Il ajoute : « Il y a des gens qui viennent du rock, du métal, de la country. Le point commun, c’est le refus du conformisme. Ce sont tous des grands frappés qui ont recherché des choses liées à des obsessions personnelles. Plus jeune, j’étais fasciné par Salvador Dali. On avait l’impression qu’il venait de la planète Mars. C’est dans le rock que j’ai retrouvé un tel génie et une telle singularité. »

Comics américains

Nicolas Moog, le Messin, a déjà dessiné de nombreux albums autour de la musique.

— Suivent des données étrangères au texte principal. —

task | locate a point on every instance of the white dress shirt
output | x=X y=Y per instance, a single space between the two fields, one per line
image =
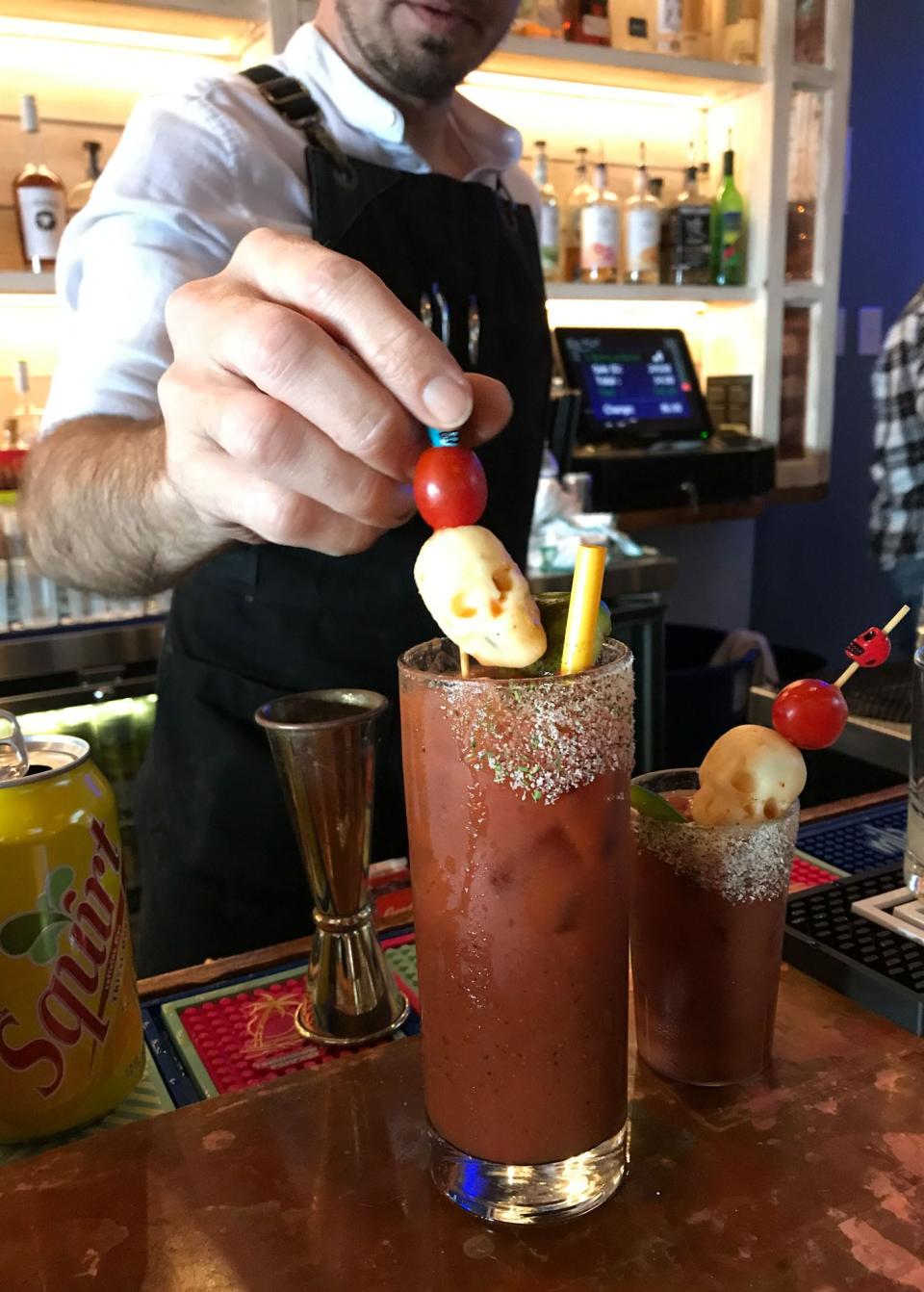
x=194 y=172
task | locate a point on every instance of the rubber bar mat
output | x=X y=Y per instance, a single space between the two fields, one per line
x=875 y=967
x=859 y=841
x=244 y=1031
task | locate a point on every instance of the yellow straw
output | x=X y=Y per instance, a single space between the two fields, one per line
x=580 y=630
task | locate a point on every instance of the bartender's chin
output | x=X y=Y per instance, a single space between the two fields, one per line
x=417 y=51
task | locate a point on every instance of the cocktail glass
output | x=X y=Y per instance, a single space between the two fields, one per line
x=708 y=909
x=517 y=803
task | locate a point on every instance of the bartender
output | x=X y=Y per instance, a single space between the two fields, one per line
x=257 y=295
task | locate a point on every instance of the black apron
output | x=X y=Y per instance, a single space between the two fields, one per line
x=219 y=867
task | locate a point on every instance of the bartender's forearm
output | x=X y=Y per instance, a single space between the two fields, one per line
x=100 y=512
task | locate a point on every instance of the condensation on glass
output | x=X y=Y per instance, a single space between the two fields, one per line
x=794 y=390
x=809 y=31
x=806 y=133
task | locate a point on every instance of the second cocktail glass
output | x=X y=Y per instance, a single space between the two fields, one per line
x=708 y=909
x=517 y=803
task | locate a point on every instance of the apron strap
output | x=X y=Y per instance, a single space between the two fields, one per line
x=293 y=100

Quand il ne tient pas un crayon, il joue de la guitare dans Thee Verduns, un groupe « complétement maudit », affirme-t-il.

Le dessin, pour lui, a débuté adolescent, avec les affiches de ses concerts qu’il allait photocopier « chez le Syrien rue du pont des morts » à Metz.
« Adolescent, je n’avais pas envie d’écouter ce que tout le monde écoutait et c’est là qu’on découvre des trucs géniaux ».

Son style, noir et blanc, est directement inspiré des comics américains des années 70. « J’ai regardé beaucoup de photos des artistes. Je peux passer d’un dessin assez poussé quand j’essaie d’être sentimental et de rendre grâce au portrait à un style presque cartoon quand il s’agit de raconter les péripéties de leurs vies. »

Son préféré : Townes Van Zandt, chanteur folk texan, qui n’aimait rien plus que sa guitare et le whisky. « Des chanson à l’os, des textes sublimes et quelques accords de guitare », la perfection pour Nicolas Moog.

Le préféré de Nicolas Moog: Townes Van Zandt

Le préféré de Nicolas Moog: Townes Van Zandt

© Nicolas Moog

La Française qui a inventé l’électro

Une de ces génies méconnus, c’est la Française Eliane Radigue. Elle a aujourd’hui 89 ans et a été une des pionnières de la musique électronique. Elle se destinait à devenir nonne, elle a été un temps assistante de Pierre Henry, qui lui est passé à la postérité avec sa « Messe pour le temps présent ». 

C’est à l’université de New York qu’elle découvre son « stradivarius », le synthétiseur modulaire ARP 2500. Tellement d’avant-garde, qu’un jour elle écrit toute une symphonie pendant un vol Nice-Corse à partir du ronronnement des hélices de l’avion.

Eliane Radigue, la pionnière française de la musique électronique.

Eliane Radigue, la pionnière française de la musique électronique.

© Nicolas Moog

Eliane Radigue et des tas d’autres oubliés sont à découvrir dans « Undergroung » (chez Glénat).

Dans la préface, Michka Assayas, le spécialiste rock de France inter, explique:  « Les maudits dont il est question dans Underground n’ont pas été victimes d’un sort injuste. Quelle qu’eût été leur volonté, ils se seraient montrés incapables de séduire le public. Cependant, par un retournement qui est le propre de l’art, ces inadaptés ont eu le pouvoir incandescent de transformer cette infirmité en génie. »

Mais attention lecteurs, soyez prévenus, c’est une bande dessinée vénéneuse. Elle va vous donner envie d’acheter… Beaucoup… Beaucoup… De disques vinyles.